I agree, but I think I'd also add a certain fearlessness in social situations.  The high charisma person can walk into a room of strangers and boldly introduce themselves, smiling a 100 watt smile, and start chatting.  They are unafraid of public speaking.   It isn't necessarily that they have a big ego, it's just that they maybe don't spend time in doubting self-analysis before the fact.  There's no "but what if they don't like me?" or "what will I say?" tape playing in their heads--they just walk in and turn on.


----------



## Keeper of Secrets (Feb 12, 2005)

If I play someone with high charisma, I draw inspiration from James Bond or John F Kennedy (or even Adolf Hitler or Rasputin for darker characters).  Each of them typifies a different aspect of getting people to listen or at the very least being charming.  Bond fills that role of 'all women want him and all men want to be him' whereas Kennedy and Hitler have the politics angle corners.  Rasputin is the more interesting of the bunch as he represents someone who has that 'look into my eyes' kind of charisma.


----------



## Aust Diamondew (Feb 12, 2005)

STARP_President said:
			
		

> Personally, it depends on what type of character it is. I had a Sorcerer once with a Charisma of 18. I played her as acerbic, snarky, sarcastic and bitchy. Someone told me that wasn't Charisma 18, and I said "yes it is. Her Charisma is so high because she has an unshakeable, absolute conviction, total faith in herself. She has so much inner confidence that she natually considers most others to be inferior and is therefore a snob." The DM bought my argument and that was that. I think high charisma characters would naturally tend to have large egos - that's all part and parcel of the high score.

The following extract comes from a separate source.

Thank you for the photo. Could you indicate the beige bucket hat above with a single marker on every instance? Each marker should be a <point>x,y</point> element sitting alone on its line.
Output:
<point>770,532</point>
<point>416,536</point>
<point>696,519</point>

Any character can be a bitchy jerk.  But for some reason if you're a bitchy jerk with a high charisma people will still like you    where as a low charisma char people will hate.
This is true in real life too.


----------



## cybertalus (Feb 12, 2005)

I always viewed Charisma score as being pegged to how introverted or extroverted a person is.  Scores with negative modifiers are introverts, scores with positive modifiers are extroverts.  The extroverts come off as more confident because their focus isn't about their own feelings, but about other people's.

Being strongly introverted, this means I hate playing high Charisma characters because it takes so much energy to even pretend to be an extrovert.


----------



## Hand of Evil (Feb 14, 2005)

I am with Crothian on this, while you can do things to make CHR low, CHR is better in the hands of the DM.  This can be done in a number of ways from the plan from the highest CHR being thought of the best plan, to even how bards sing of the the party, The mighty adventures of Bruno Simple's Mighty Band, the DM has a better control of the interactions of NPCs.  

Something I have thought about is averaging party CHR to get a party CHR, to see how the world relates to them.


----------



## Piratecat (Feb 14, 2005)

Right; like Crothian, I have NPCs respond much more favorably to high-charisma characters.


----------